Roberto Saviano a Varese: “Grazie a chi non ha avuto paura ad invitarmi”
Il giornalista e scrittore ha portato ai Giardini Estensi il recital "Appartenere - Vita intima del potere criminale": posti tutti occupati e un pubblico che lo ha accolto con stima e affetto
È raro trovare un pubblico così attento e coinvolto. Roberto Saviano nella serata di giovedì 25 luglio è riuscito a catturare l’attenzione del pubblico dei Giardini Estensi per due ore di fila. Il giornalista e scrittore ha portato in città il suo ultimo spettacolo e mentre fuori, a pochi chilometri dal suo palcoscenico, veniva appeso uno striscione di insulti nei suoi confronti, un’altra Varese lo ha accolto con stima e affetto.
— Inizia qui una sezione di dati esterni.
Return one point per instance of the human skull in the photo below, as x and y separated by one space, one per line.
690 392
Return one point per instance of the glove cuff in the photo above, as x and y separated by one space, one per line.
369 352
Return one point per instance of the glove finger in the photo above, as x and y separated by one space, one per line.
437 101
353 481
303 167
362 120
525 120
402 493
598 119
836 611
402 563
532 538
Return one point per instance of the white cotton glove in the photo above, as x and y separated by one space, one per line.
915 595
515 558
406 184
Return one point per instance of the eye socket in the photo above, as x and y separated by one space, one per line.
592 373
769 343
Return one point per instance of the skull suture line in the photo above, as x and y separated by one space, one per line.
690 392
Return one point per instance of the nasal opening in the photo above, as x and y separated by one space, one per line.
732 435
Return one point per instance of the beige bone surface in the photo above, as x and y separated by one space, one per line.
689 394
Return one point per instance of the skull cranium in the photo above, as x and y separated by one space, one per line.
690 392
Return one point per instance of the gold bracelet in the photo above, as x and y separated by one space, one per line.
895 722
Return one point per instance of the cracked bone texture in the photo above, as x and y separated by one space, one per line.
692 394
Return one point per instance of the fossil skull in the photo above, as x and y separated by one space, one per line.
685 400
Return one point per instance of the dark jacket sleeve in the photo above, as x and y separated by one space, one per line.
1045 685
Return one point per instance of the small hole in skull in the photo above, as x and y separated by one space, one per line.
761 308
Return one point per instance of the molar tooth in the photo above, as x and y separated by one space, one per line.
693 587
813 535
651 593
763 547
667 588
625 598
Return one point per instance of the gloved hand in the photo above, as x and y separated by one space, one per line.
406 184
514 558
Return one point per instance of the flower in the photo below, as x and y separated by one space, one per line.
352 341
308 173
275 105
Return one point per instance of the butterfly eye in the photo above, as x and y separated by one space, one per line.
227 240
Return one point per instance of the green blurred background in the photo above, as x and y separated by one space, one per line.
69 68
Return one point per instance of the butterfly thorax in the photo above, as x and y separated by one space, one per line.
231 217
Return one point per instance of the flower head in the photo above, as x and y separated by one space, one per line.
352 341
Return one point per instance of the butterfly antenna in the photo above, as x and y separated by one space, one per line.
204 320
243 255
«Laddove c’è la parola, quella è casa mia. Mi hanno invitato qui a Varese a raccontare, quindi sono a casa. L’idea che possano essere loro a decidere chi entra e chi esce mi fa orrore. Quindi doppiamente felice di essere qui ai Gardini Estensi di Varese», ha dichiarato all’Ansa rispetto all’accaduto.
La serata programmata all’interno del Varese Summer Festival è stata un’occasione per ascoltare le sue parole e riscoprirne la forza e il valore. Sul palcoscenico c’è una scrivania e uno schermo, niente di più. «Sono contento che il sindaco, l’assessore, l’organizzatore di questo evento non abbiano avuto paura ad invitarmi. Non è scontato, sono grato di esser in questo posto così bello, suggestivo e magico», dice Roberto Saviano prima di iniziare un monologo che porterà il pubblico attraverso un viaggio nella vita intima del potere criminale.
Dove un bacio, il gesto più intimo e romantico, si trasforma in un messaggio in codice. Dove i matrimoni vengono combinati per potere. Dove le donne, spesso, sono vittime e carnefici di un sistema criminale basato su un codice antico che non può essere violato. Un sistema dove la vita viene sacrificata per la scalata al potere. C’è tanto, tantissimo nello spettacolo di Roberto Saviano.
Ogni racconto è un piccolo capito che si potrebbe approfondire per ore. «Questo spettacolo ha versioni diverse, la prima di un’ora e mezza, l’altra di tre ore e poi c’è quella che prevede di fare l’alba. Quale volete?», domanda al suo pubblico scherzando.
Uno spettacolo che tocca nomi noti alle cronache come quello di Tommaso Buscetta, Totò Riina, racconta di Matteo Messina Denaro e del suo ultimo periodo di latitanza tra donne e sesso, la storia di Vito Arena e Joey Lee, due omosessuali usciti dalla mafia perché Cosa Nostra non vuole i gay. La storia Maria Concetta Cacciola che pagherà con la vita, si uccide ingerendo acido muriatico, la decisione di vivere la sua sessualità in modo libero. La storia del baby boss Emanuele Sibillo che alla festa dei suoi diciotto anni dirà agli amici “festeggiatemi tanto, morirò presto”. Tante storie per indagare il sistema mafioso.
Al centro dei questo lungo monologo però non ci sono solo le storie degli altri, c’è anche la vita personale di Roberto Saviano che si ferma a raccontare la solitudine che si è trovato e tutt’ora si trova ad affrontare. “Perché lo fai? Me lo chiedono spesso, me l’hanno chiesto anche i camorristi di cui ho scritto. Soprattutto all’inizio della mia professione nessuno riusciva a capire perché raccontassi fatti di cui nessuno voleva sentiere parlare. E quando è uscito Gomorra (libro trovato in molti covi di malavitosi), in molti hanno preferito infangare il mio nome piuttosto che denunciare un sistema criminale che entra nelle vite di molti, dal piccolo imprenditore agli appalti enormi”.
Lo spettacolo è coinvolgente e verso il finale Roberto Saviano si ferma a ricordare anche l’aspetto sociale della parola “appartenenza” con la canzone di Giorgio Gaber. Poi saluta il pubblico leggendo un estratto di “Lettera a D. Storia di un amore” di Andrea Gorz per raccontare che l’appartenere può essere anche una condizione molto bella.
«Le mie parole sopravvivono anche al disastro che sono diventato», dice durante lo spettacolo, ricordano una vita sotto scorta che non l’ha mai fermato nel raccontare.